We get the bikes out and ride! Even though we are still with the kids, they will ride ahead and my husband I get to visit and reconnect. We also get be outside and enjoy a little time away from the tv, WII, phones, etc. We have also taught our 3 year old that coffee dates are fun with mom and dad- he gets his chocolate milk and plays on the patio and we get our coffee and some time to talk.
When my 3yr old little girl looks at me and says “mommy, will you play with me?” I think of my two teenage girls who are glued to their own personal lives and I say back to her “Mommy has time for you, if you promise to always have time for me.” She proceeds to lay out her “picnic” and we eat like queens for 10 minutes before she is off to something else. In those 10 minutes I am at my best. I am content, happy, and of course full;)
I have go-to books I reread that include C.S. Lewis-for imagination, Bonhoeffer-for courage, Ben Campbell Johnson-to desire God, Marva Dawn-to understand Scripture in a refreshing way and Anne Lamott, to laugh out loud (she is really funny and insightful (or inciteful!).
When I had a rough moment with my son (he is thirteen after all), I pull out my iphone photo file with pictures of my son from our dad/son trips or events or just crazy shots he poses for when silly. They remind me its so worth the struggle and that soon he will be a man and there is much to teach and instill, and that most of all, I both love and like him, he is a gift from God.

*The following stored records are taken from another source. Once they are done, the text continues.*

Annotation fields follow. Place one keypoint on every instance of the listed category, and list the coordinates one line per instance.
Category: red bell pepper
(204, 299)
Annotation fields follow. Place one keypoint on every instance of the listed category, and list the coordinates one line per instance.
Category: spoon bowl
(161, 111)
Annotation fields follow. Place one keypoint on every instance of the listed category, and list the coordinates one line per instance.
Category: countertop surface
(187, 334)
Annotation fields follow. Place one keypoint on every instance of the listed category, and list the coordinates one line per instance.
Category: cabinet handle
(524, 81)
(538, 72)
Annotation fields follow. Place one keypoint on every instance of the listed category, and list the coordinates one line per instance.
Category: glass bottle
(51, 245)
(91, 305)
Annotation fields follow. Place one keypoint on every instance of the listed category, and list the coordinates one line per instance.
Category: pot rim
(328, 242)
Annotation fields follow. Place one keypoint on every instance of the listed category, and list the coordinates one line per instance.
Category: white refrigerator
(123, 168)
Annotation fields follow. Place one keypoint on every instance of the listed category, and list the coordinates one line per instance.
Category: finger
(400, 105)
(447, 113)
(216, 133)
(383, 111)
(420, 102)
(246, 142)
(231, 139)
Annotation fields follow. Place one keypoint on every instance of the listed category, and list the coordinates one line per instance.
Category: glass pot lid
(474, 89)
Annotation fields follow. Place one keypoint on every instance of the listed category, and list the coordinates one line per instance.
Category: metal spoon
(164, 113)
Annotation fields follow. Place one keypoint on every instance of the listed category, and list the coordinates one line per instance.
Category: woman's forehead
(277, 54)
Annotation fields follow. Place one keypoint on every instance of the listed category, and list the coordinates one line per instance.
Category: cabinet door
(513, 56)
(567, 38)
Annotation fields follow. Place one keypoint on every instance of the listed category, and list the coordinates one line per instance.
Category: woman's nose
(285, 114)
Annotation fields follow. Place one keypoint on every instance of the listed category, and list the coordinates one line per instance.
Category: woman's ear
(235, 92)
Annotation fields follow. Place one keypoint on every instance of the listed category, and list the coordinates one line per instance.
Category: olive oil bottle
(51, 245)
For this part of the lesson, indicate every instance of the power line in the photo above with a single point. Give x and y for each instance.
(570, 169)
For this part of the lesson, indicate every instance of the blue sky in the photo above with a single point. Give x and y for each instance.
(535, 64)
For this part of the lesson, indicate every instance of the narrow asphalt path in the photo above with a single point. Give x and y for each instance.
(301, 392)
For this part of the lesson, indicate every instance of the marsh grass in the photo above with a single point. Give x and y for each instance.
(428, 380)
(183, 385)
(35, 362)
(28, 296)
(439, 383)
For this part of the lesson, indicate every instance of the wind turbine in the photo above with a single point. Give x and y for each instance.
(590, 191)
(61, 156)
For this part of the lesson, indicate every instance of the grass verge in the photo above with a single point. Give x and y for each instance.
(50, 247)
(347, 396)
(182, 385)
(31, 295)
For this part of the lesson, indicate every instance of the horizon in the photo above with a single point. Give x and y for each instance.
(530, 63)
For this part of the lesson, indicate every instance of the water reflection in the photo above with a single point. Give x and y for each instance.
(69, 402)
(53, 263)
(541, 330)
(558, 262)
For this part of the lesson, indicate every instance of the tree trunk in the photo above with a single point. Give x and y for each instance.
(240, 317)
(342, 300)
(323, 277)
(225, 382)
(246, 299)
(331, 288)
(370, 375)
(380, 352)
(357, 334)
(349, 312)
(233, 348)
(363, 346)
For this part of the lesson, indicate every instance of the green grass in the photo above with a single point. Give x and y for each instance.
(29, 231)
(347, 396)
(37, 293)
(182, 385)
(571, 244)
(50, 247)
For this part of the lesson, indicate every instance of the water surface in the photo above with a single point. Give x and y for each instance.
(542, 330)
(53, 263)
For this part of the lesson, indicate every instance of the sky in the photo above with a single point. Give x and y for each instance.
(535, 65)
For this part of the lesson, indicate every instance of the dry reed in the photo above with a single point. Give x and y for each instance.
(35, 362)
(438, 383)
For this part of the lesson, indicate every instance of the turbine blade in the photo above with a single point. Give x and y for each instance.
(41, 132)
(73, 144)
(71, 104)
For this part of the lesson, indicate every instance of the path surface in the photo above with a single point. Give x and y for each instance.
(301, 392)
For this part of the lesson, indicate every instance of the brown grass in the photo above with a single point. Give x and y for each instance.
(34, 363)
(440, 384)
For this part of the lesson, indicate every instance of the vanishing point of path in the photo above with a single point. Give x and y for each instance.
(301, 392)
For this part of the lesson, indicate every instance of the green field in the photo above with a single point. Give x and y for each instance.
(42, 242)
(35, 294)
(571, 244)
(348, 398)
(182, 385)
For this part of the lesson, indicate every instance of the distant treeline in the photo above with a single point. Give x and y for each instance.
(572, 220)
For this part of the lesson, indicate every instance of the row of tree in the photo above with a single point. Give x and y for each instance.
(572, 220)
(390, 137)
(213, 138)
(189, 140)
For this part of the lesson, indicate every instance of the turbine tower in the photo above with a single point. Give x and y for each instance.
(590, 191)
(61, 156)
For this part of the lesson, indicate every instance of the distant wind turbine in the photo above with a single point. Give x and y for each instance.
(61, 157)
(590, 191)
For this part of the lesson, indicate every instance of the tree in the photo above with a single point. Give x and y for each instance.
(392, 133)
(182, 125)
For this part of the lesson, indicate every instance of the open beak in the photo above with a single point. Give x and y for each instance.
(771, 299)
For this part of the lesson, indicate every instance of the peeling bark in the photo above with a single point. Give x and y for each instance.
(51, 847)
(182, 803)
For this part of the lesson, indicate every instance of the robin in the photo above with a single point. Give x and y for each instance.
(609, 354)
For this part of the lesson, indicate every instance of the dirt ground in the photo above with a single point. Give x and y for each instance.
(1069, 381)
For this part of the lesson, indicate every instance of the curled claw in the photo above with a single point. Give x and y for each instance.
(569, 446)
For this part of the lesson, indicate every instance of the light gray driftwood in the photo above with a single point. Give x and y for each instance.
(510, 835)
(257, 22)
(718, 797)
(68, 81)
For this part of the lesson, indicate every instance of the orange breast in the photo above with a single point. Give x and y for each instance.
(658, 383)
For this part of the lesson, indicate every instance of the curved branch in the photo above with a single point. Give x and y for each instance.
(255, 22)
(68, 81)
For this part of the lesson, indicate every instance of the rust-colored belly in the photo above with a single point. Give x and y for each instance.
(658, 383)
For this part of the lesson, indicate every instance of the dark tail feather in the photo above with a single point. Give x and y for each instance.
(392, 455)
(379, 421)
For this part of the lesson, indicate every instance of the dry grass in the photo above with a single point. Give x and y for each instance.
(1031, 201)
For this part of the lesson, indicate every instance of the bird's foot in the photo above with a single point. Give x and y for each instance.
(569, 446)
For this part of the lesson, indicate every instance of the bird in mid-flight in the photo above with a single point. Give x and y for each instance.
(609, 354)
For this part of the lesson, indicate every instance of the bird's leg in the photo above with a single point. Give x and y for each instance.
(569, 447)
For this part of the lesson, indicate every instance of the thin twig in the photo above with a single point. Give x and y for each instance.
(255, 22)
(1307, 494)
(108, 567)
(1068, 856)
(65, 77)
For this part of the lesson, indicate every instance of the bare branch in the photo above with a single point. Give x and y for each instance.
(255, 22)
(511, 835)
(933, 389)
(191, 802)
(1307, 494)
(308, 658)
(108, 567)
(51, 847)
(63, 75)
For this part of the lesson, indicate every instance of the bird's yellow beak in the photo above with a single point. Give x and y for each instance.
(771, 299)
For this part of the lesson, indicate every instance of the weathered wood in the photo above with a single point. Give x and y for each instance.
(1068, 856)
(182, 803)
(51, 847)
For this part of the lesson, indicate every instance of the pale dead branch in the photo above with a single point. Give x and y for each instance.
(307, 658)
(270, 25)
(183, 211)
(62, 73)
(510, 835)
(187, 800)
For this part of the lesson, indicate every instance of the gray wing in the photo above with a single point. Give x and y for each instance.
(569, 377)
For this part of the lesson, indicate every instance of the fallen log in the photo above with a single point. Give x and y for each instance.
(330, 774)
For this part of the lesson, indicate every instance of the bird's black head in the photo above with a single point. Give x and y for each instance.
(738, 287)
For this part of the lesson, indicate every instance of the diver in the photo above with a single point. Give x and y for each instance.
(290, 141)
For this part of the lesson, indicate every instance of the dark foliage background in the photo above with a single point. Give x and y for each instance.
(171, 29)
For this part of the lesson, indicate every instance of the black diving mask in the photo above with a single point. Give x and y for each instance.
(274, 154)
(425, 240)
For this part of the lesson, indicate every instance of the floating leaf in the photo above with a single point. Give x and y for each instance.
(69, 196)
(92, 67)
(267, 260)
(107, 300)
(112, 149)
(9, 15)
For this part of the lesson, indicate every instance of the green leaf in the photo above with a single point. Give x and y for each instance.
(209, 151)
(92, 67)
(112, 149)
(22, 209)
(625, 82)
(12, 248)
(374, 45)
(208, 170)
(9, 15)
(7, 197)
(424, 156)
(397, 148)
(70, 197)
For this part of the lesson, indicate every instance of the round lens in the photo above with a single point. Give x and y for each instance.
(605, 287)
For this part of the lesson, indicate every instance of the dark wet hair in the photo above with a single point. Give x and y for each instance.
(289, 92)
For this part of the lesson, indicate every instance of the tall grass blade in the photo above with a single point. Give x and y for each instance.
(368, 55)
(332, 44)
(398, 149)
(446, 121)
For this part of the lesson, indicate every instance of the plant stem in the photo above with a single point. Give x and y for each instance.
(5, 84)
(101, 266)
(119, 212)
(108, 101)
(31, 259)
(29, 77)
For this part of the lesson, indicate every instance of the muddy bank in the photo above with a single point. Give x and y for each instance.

I love to pull out pictures and revisit moments in time. Sometimes they bring laughter, a smile, maybe a tear, or just a pause from the current chaos I may be in. There are moments that were captured at frustrating times (probably with my kids), that I’m not always proud of. A look at some of those pictures helps to remind me that these moments pass all too quickly. I am reminded to savor moments more and remember all the chaotic moments that I have been brought through. Say CHEESE!!!